Agricoltori e ambientalisti hanno avanzato richieste contrapposte: non perdere troppo terreno e dedicarne di più alla creazione di aree naturalistiche
Quando un nubifragio o importanti precipitazioni si abbattono sul Piano di Magadino, non di rado le zone abitate e produttive situate nelle zone più pianeggianti subiscono ampi e prolungati allagamenti. Con tutti i disagi e le arrabbiature che ne conseguono. Non è stato il caso lo scorso weekend, quando le aree più colpite sono state quelle collinari di sponda destra dalle quali sono scesi grandi quantità di tronchi e detriti che hanno comportato pesanti conseguenze soprattutto per abitazioni e strade situate in prossimità dei pendii. E infatti la rete di 80 chilometri di canali estesa sul Piano, questa volta meno sollecitata rispetto ad altri eventi meteorologici estremi del passato, sembra aver fatto il proprio dovere, sebbene puntualmente si registrino alcuni campi allagati. Tutto bene dunque? «Questa volta le aree che solitamente lamentano i disagi maggiori, penso ad esempio Cadenazzo, Sant’Antonino e Quartino, sono state in effetti risparmiate dagli allagamenti, soprattutto perché il maltempo si è abbattuto sulla sponda opposta dove le arginature hanno tuttavia retto alla furia dell’acqua e al repentino innalzamento dell’alveo, se penso ad esempio ai torrenti Riarena e Val Pesta di nostra competenza. Questo per dire che il previsto potenziamento della rete di canali, attraverso l’adeguamento della sezione con più larghezza e profondità che assicureranno maggiore capacità idrica, resta comunque un’operazione irrinunciabile», spiega alla ‘Regione’ Edgardo Malè, presidente del Consorzio correzione fiume Ticino che da diversi anni sta portando avanti il progetto – preventivo di spesa circa 60 milioni di franchi – coinvolgendo Comuni e Cantone nonché i vari attori presenti sul Piano.

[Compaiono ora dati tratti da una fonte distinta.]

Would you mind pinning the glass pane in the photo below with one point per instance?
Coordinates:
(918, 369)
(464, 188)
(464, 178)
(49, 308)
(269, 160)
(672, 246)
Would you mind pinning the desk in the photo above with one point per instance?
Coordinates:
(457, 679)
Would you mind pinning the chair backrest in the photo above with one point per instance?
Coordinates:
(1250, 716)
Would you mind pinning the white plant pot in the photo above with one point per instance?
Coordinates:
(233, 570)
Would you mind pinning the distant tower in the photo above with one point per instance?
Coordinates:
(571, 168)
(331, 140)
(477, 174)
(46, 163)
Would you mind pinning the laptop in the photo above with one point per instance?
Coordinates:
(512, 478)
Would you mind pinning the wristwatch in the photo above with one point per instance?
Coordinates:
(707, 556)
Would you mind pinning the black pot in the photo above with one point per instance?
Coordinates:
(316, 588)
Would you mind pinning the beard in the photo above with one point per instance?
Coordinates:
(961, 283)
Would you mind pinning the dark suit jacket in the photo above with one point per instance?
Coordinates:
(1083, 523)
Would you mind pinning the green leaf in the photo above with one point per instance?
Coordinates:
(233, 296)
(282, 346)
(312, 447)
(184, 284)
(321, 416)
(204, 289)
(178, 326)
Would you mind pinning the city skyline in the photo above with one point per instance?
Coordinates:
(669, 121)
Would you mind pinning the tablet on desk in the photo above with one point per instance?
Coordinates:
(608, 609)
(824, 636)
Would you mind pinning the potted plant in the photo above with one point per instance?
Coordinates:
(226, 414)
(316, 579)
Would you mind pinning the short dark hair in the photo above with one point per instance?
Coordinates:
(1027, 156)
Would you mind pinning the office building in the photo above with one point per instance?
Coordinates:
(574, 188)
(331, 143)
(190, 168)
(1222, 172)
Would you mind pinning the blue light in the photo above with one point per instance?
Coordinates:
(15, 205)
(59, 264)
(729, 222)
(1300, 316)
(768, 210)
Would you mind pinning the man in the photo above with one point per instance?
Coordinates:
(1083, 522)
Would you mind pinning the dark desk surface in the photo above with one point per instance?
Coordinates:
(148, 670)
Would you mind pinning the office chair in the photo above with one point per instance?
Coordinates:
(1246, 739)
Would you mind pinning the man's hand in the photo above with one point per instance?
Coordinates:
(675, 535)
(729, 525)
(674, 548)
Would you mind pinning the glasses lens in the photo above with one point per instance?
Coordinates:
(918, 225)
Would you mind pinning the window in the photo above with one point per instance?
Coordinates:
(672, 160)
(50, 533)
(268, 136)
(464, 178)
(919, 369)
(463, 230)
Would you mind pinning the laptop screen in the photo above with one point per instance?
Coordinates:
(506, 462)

In più occasioni la rete ultracentenaria, risalente ormai alla grande bonifica del Piano di Magadino, ha mostrato i suoi limiti, sia per l’intensità degli eventi atmosferici, sia per la crescente occupazione del territorio con attività ed edifici un tempo assenti. Durante questo mese di settembre Consorzio, Cantone e Comuni affacciati sul Piano s’incontreranno per definire la fase ponte che dopo il 2021 sfocerà nella progettazione di dettaglio chiamata a considerare i vari interessi in gioco e la ripartizione della spesa di realizzazione nell’arco di un ventennio. Poi, la fase di cantiere – rileva Malè – sarà curata da un apposito consorzio composto da enti pubblici. Infine, una volta ultimate le opere, rientrerà in campo il Consorzio correzione fiume Ticino che gestirà negli anni a seguire le normali opere di gestione e manutenzione. Quanto agli interessi in gioco, la questione risulta complessa poiché occorre anche considerare sia le vie di comunicazione (strade di vario ordine e ferrovia) sia le attività antropiche presenti sul Piano (agricoltura, insediamenti di vario tipo, strutture per lo svago, ecc.). «Durante la fase di consultazione nel frattempo conclusa – annota Malè – sono in effetti sorte richieste da più parti che nell’attuale fase ponte bisognerà approfondire e, per quanto possibile, esaudire con l’obiettivo di evitare futuri ricorsi. Meglio affrontare oggi determinate questioni, che non doverle risolvere domani, al momento della pubblicazione formale dei piani, con tempi ricorsuali sempre lunghi». Il principale esempio di richieste contrapposte arriva dai settori agricolo e ambientalista: il primo confida che l’allargamento dei canali non finisca per sacrificare troppo terreno produttivo, il secondo sollecita l'inserimento di più zone naturali lungo i corsi d’acqua rivisti. Uno scenario che si è già manifestato nella lunga fase preparatoria del Parco del Piano di Magadino, con molteplici settori impegnati nel difendere i loro interessi.